Harbal wrote: ↑Fri Aug 12, 2022 7:08 pm
Immanuel Can wrote: ↑Fri Aug 12, 2022 6:32 pm
No. Just aren't representative of the general population.
Do you think they are?
Probably not, but I think that supports my view more than yours.
I don't think it does, actually.
As you rightly point out, being here is no particular guarantee of anything...it's an open forum. And we can probably both point to plenty of posts that make one wonder if there shouldn't at least be some minimum intelligence prerequisite...
For the average person, their moral conduct isn't informed by any religious belief.
The average secular Westerner, you mean. Others are more aware of the derivation.
But this is hardly a stroke in the favour of secular Westerners. All it means it that a lot of them are not aware of where their moral beliefs actually come from. And they continue to replicate behaviours that their Atheism or agnosticism give them no reason to suppose are obligatory. So it seems they've just "reified" (to use the PoMo term) morality into their consciousness, and have lost all sense that they owe it nothing.
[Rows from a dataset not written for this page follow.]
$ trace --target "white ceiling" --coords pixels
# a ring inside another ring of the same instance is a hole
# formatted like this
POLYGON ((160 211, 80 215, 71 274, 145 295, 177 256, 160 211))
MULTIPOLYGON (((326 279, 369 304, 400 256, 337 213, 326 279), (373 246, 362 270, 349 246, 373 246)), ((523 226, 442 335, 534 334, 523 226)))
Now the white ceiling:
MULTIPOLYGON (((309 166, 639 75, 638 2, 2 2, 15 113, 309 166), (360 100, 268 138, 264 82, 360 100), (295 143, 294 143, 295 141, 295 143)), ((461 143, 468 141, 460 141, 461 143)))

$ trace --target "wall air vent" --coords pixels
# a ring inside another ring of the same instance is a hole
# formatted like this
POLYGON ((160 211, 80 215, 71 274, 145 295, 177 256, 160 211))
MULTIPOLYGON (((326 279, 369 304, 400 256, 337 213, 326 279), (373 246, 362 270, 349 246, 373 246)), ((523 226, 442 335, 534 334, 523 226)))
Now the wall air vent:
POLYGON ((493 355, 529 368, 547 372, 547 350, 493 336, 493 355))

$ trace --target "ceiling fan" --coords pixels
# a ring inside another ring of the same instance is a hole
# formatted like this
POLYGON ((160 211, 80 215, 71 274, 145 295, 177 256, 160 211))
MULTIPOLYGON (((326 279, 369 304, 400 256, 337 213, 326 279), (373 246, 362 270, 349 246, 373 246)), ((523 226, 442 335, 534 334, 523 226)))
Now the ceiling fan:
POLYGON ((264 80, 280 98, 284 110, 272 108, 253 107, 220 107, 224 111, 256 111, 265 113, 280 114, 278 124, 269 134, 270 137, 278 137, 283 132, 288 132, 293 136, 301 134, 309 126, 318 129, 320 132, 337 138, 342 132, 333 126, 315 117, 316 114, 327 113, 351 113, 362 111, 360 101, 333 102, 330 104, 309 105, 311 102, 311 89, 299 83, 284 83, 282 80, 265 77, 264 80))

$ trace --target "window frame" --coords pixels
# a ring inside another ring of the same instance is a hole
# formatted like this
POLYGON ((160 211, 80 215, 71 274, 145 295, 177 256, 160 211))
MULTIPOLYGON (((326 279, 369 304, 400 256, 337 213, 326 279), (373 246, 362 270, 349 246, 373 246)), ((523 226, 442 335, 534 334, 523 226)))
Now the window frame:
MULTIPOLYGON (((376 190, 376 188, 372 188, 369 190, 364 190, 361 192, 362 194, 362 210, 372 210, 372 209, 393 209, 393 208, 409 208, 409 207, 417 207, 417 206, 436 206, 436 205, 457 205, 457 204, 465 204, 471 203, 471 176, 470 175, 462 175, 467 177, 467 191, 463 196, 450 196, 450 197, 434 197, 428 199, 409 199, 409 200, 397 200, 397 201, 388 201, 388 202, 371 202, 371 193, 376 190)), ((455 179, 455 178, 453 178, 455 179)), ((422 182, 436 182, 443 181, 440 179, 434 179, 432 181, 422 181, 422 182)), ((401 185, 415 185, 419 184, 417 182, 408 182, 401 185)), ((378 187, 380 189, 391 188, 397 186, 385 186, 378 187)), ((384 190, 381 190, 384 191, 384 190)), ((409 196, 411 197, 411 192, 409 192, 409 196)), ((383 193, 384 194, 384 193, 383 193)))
That's hardly high praise for them.
...just to say that a person believes in God tells you no more about that person than saying someone in an atheist tells you.
Well, it doesn't even tell you which "god" they think they believe in, or what they mean by "believe." So yes, they can be just as ignorant of their own beliefs as an Atheist can be. But here's the difference: whereas a
thinking Christian can find the logic that connects belief to action, the way his ontology sponsors morality, the Atheist never can -- and the more
thinking the Atheist is, the more he's likely to realize the absence of any such connection.
That's why Nietzsche recognized it, but most garden-variety Atheists are probably still oblivious to it. They simply lack either Neitzsche's perspecacity, or his nerve.